Karena itu wacana India sentris maupun Bali sentis tidak perlu membuat umat Hindu saling mencurigai. Adanya akulturisasi kebudayaan termasuk kebudayaan yang dijiwai oleh Agama Hindu tidak perlu dirisaukan dan dibuat berdikotomis. Apalagi dalam jaman kemajuan teknologi komunikasi. Meskipun demikian lembaga yang mengurusi bidang keagamaan ini tetap berkewajiban untuk mendorong terciptanya iklim berbudaya dan beradat istiadat Hindu yang damai dan toleran. Dengan demikian Hindu akan meng-India-kan India, menjadi India yang lebih baik, Jawa menjadi Jawa yang semakin baik, Bali menjadi Bali yang semakin baik dan mulia.

Artinya, Hindu akan menjadikan alam dan masyarakatnya semakin mampu berkontribusi pada kehidupan ini dimanapun Hindu itu dianut. Seperti kehidupan manusia dalam masyarakat akan hidup untuk saling membantu. Tetapi bantuan itu tidak menghilang kan identitas masing-masing. Justru saling memperkuat identitas masing-masing daerah termasuk masyarakatnya. Brahmana berkontribusi pada Ksatriya agar para Ksatriya itu menjadi semakin mampu melaksankan swadharma-nya sebagai Ksatriya. Demikian juga terhadap Catur Varna yang lainya. Demikian juga hubungan unsur-unsur antara Catur Asrama hidup saling memperkuat identitas masing-masing Asrama sesuai dengan swadharma-nya. Brahmacari Asrama diperkuat oleh Grhastha Asrama demikian juga Asrama yang lainya saling memperkuat berdasarkan konsep Hindu.

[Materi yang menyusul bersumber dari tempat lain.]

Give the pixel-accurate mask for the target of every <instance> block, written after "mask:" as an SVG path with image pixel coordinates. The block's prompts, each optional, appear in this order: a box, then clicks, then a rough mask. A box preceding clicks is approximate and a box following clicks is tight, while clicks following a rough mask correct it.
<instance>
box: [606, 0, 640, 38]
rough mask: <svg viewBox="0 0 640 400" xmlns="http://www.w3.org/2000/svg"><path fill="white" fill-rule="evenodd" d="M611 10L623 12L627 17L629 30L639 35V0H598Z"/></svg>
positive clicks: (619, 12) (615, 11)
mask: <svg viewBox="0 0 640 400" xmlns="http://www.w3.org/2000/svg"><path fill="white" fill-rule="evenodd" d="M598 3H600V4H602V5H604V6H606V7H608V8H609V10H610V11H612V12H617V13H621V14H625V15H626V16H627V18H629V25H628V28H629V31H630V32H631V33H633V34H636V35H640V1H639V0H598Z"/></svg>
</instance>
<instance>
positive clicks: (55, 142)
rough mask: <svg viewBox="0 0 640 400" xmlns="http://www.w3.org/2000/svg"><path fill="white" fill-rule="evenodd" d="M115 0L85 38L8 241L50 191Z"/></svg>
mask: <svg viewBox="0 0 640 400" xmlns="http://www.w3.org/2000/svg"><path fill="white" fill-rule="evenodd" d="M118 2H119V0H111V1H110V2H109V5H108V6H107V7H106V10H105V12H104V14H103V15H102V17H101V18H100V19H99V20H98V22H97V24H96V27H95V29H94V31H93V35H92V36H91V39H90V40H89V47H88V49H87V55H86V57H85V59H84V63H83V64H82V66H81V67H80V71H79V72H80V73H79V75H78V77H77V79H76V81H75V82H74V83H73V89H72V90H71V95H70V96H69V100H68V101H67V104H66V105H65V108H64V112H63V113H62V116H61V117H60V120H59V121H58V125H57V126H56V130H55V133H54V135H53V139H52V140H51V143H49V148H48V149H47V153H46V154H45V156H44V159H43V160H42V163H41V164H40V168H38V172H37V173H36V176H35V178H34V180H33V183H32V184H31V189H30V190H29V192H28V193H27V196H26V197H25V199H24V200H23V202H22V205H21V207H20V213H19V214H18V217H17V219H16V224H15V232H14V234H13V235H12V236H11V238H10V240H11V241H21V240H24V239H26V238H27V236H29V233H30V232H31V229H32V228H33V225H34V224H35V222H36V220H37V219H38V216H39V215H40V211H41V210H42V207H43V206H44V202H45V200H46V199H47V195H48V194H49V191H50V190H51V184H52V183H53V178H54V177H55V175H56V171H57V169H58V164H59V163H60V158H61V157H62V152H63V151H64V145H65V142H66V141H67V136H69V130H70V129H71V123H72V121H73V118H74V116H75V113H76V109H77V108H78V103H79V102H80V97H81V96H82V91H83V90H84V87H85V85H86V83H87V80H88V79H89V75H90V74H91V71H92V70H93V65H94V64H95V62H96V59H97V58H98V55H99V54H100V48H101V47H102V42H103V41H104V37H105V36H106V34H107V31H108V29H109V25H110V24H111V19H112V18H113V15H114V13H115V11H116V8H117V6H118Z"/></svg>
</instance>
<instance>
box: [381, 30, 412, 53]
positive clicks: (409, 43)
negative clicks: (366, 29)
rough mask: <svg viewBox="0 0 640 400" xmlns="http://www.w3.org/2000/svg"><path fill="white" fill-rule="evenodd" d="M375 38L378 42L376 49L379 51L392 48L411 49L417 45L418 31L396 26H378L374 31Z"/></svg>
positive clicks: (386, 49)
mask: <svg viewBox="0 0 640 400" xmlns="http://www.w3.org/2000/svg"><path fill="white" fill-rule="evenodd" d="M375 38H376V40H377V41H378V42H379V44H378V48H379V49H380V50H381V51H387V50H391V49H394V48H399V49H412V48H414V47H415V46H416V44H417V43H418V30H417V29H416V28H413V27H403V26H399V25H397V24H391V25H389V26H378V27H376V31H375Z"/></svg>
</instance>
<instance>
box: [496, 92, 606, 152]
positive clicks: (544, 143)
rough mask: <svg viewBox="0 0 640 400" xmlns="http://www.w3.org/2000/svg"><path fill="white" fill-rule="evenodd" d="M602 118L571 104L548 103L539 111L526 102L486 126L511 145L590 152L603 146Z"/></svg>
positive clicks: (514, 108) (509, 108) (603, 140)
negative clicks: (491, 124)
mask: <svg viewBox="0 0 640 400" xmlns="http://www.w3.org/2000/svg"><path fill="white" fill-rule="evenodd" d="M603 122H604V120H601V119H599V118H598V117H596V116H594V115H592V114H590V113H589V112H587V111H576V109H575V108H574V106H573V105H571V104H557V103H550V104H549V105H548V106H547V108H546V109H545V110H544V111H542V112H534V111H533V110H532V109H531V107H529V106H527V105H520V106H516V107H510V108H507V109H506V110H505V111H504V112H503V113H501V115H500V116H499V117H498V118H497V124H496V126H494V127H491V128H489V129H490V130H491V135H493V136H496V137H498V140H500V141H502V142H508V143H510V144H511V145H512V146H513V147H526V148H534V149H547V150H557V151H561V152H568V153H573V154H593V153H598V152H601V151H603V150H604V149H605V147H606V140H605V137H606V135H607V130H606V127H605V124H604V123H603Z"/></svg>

Penerapan inti sari Weda agar sukses atau disebut Dharma siddhiyarta dalam Manawa Dharmasastra VII.10 harus diterapkan dengan lima dasar pertimbangan. Lima pertimbangan itu adalah Iksha, Sakti, Desa dan Kala, mengemas Tattwa Weda yang Sanatana Dharma itu. Iksha adalah pandangan masyarakat setempat, di mana Weda dianut. Sakti artinya kemampuan, Desa artinya norma suci yang berlaku di daerah setempat dan Kala artinya waktu. Di setiap daerah memiliki Iksha, Sakti, Desa dan Kala yang berbeda-beda dengan mengemas Tattwa Weda yang sama. Weda itu diterapkan dengan kemasan luar yang berbeda-beda. Karena itu Hindu dimanapun berada, maka kemasan luarnya akan berbeda-beda, tetapi intinya tattwa-nya sama.

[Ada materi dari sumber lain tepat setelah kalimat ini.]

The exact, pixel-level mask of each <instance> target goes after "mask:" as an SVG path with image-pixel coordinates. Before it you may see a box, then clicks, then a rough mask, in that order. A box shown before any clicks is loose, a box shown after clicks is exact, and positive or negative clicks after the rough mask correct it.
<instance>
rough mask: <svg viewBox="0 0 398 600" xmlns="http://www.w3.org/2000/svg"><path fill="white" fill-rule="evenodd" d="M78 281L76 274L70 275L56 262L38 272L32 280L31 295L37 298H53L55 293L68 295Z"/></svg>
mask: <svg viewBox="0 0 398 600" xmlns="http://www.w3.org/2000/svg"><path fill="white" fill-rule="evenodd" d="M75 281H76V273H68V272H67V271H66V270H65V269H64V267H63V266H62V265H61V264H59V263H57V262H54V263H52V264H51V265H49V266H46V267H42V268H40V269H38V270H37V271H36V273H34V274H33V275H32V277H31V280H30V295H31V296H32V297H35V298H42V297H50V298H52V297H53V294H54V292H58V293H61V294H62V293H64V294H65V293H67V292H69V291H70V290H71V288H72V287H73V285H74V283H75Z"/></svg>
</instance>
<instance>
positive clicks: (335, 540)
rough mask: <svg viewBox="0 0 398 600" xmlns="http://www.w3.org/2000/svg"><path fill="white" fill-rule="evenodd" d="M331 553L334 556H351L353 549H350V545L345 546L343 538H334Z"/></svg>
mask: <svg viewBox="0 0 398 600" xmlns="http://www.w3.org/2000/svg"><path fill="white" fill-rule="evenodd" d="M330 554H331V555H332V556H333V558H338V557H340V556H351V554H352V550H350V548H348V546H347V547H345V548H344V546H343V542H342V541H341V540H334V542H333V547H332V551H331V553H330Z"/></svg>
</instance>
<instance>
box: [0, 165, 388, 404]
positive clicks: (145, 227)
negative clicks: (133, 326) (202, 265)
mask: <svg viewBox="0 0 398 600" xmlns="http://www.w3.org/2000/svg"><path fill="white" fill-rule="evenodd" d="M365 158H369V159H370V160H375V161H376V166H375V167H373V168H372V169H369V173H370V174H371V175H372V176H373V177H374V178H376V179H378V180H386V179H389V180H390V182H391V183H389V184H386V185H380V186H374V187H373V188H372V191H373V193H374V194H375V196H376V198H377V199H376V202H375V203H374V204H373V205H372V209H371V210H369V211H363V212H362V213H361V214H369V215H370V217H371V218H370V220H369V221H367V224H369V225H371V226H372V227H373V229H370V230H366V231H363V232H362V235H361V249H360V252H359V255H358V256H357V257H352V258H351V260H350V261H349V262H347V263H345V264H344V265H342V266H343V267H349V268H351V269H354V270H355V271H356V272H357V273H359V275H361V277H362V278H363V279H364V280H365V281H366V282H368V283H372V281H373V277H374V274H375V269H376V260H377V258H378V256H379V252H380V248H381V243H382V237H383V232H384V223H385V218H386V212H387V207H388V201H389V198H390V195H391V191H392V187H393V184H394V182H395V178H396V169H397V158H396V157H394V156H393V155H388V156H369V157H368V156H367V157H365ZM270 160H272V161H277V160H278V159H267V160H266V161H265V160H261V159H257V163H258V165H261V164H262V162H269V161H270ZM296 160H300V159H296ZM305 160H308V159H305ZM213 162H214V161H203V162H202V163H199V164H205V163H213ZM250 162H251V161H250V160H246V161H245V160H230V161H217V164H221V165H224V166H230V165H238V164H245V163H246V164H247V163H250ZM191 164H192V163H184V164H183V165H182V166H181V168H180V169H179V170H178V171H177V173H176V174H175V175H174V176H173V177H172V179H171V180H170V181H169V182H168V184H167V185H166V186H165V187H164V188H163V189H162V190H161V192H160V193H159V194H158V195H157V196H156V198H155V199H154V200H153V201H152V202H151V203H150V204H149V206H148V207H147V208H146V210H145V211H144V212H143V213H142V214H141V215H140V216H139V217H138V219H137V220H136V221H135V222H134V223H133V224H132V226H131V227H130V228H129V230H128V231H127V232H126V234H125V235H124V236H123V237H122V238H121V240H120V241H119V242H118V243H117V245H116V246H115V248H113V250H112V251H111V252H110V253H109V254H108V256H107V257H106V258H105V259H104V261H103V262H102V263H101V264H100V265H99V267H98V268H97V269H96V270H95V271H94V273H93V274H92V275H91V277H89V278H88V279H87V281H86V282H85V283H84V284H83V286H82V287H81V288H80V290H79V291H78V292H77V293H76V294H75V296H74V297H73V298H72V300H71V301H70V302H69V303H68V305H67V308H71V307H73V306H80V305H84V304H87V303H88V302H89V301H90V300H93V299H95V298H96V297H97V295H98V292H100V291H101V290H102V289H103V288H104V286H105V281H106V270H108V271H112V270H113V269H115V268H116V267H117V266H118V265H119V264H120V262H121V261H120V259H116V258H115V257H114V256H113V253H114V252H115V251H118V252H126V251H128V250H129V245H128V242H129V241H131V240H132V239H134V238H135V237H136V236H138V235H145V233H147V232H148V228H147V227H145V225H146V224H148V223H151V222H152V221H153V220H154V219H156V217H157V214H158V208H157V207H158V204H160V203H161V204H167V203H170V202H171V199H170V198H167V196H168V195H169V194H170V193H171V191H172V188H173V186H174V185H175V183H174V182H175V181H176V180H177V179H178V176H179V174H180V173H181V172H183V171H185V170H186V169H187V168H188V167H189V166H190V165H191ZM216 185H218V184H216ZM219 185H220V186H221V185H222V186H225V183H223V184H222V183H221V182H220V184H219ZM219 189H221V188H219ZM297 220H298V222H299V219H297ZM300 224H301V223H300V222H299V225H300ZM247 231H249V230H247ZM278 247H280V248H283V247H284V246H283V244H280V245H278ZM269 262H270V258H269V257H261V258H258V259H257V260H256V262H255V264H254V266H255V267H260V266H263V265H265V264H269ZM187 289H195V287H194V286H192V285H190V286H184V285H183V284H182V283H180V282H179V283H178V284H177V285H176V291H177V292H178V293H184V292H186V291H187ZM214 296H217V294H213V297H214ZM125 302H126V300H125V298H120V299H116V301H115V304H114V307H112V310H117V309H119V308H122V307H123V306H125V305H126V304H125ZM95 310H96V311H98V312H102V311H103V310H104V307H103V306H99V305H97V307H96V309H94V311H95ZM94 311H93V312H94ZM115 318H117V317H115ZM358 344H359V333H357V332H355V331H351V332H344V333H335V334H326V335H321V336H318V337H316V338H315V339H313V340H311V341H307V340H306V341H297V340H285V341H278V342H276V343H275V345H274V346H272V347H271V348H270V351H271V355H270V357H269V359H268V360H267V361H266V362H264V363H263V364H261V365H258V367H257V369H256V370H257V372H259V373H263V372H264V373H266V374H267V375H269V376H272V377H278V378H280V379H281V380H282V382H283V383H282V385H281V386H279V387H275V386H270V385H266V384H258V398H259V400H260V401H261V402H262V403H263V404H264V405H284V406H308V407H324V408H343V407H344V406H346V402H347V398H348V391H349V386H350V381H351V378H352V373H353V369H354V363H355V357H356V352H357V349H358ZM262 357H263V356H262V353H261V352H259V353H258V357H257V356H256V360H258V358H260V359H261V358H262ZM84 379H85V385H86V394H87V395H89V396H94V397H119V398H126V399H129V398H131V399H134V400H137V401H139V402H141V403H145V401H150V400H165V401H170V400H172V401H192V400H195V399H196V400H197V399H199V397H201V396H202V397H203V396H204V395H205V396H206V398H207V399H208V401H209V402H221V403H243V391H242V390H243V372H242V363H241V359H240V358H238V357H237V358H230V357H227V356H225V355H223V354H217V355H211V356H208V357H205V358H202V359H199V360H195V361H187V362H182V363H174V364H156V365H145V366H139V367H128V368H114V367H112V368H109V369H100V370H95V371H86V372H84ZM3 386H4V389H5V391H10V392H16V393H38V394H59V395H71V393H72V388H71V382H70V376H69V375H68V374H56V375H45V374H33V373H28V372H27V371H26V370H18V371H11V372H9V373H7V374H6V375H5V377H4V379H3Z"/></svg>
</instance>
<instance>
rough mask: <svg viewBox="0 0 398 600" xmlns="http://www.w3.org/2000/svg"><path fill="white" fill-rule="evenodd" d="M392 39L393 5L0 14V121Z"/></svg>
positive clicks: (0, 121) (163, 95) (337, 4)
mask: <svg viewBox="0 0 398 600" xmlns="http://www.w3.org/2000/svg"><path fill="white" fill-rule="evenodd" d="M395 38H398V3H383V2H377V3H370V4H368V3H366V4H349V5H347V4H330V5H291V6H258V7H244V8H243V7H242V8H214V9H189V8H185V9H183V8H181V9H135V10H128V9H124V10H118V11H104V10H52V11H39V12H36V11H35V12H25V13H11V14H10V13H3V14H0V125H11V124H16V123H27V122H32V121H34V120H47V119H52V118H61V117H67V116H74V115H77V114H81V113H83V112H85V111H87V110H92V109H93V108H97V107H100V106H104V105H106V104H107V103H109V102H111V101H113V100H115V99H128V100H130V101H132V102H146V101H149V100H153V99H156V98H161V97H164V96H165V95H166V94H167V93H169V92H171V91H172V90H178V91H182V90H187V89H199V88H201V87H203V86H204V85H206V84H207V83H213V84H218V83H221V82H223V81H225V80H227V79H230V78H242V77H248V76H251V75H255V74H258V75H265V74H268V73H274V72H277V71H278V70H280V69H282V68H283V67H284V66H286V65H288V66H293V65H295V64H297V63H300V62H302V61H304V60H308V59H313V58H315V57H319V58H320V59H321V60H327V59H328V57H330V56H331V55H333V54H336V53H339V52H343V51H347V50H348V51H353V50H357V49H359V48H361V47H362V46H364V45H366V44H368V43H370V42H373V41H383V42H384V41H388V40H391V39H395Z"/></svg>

Dari pedoman Sloka Manawa Dharmasastra tersebutlah kita bisa pahami, bahwa dalam pemahaman Hindu tidak perlu ada istilah meng-India-kan Bali atau sebaliknya mem-Bali-kan India, demikian seterusnya. Justru Hindu menjaga keraneka ragaman tersebut, karena bahasa Weda adalah Bahasa Sansekerta atau disebut Dewa Wak artinya sabda suci dari Tuhan. Tidaklah tepat setiap yang menggunakan bahasa Sansekerta disebut keindia-indiaan atau setiap yang menggunakan bahasa Bali disebut kebali-balian. Janganlah kita menghabiskan waktu, pikiran dan tenaga untuk hal-hal yang kurang tepat, padahal banyak hal yang semestinya kita kerjakan untuk membangun umat Hindu dengan keyakinan Hindu mewujudan hal-hal yang berguna, seperti membangun kesehatan, kesejahtraan dan memperhatikan kesejahteraan alam lingkungan kita dengan dorongan ajaran Hindu.